暗号

 小夜子が失踪した。翌朝のことだった。

 私が教室に入ったとき、妙な感じがした。解消するのに多くの時間はかからなかった。小夜子の席がなかったのだ。

 それだけじゃない。クラスメイトは、それがさも当然のように振る舞っている。机に腰掛けて談笑する男子たちも、「おはよう」と私に手を振る仁美も。

「ねえ聞いてよお」仁美が抑揚をつけて話す。「月船に乗ってきたおじいちゃんが、今朝帰ってきて、おみやげを渡してくれたの。羨ましいでしょう」

 仁美は「東京ばなな」と書かれた小型の箱を取り出した。本当は、小夜子のことが心配でそれどころじゃなかった。でも仁美の話を広げないと、いつ仲間外れにされるか分かったものじゃない。
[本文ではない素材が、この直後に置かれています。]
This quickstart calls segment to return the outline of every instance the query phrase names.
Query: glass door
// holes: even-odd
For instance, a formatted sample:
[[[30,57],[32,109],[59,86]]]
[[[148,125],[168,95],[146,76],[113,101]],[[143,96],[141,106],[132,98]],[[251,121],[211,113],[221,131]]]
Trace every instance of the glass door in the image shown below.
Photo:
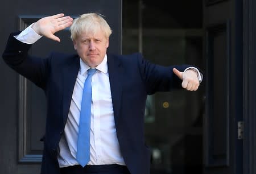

 結局、仁美の話に合わせた。「おじいさん、帰ってきたんだ」

「でも、すぐに行っちゃうみたい。月船の燃料補給が一日くらいで終わるから。にしても、東京ねえ。可愛い服が沢山あったみたいよ。睦月は絶対に知らないと思うけど。絶対にね」

「へえ、そうなんだ」適当に相槌を打ちながら、私は東京ばななを眺めた。

 東京といえば、海面上昇の影響で、神奈川・千葉・埼玉・茨城と共に沈没したはずだ。六〇年ほど前の話らしい。それから大坂都が急遽設置されたそうだ。もっとも、私たちは群馬県の高崎市に住んでいるから関係ないけど。

 なにはともあれ、仁美は自慢がしたいんだろう。海底に沈んだ東京の遺産を見せびらかすことで、優越感に浸りたいんだろう。辟易する。睦月は絶対に知らないって、見下しているような言い方をして。また彼女のことが苦手になっていく。

 ガタリ、と教室の扉が開いた。裕介だ。「あれっ」と呟き、戸惑ったような顔つきになっている。裕介も違和感を覚えているんだろう。小夜子の席がないことも、それを気にせずに過ごしている私たちのことも。

「睦月」裕介が歩み寄ってくる。「どういうことだ」

 仁美との会話から離脱するにはいい口実だ。仁美に「ごめん」と告げてから、裕介と廊下に出た。喧騒と雑踏に包まれる。静寂を求めるように、私たちは階段の踊り場へと向かった。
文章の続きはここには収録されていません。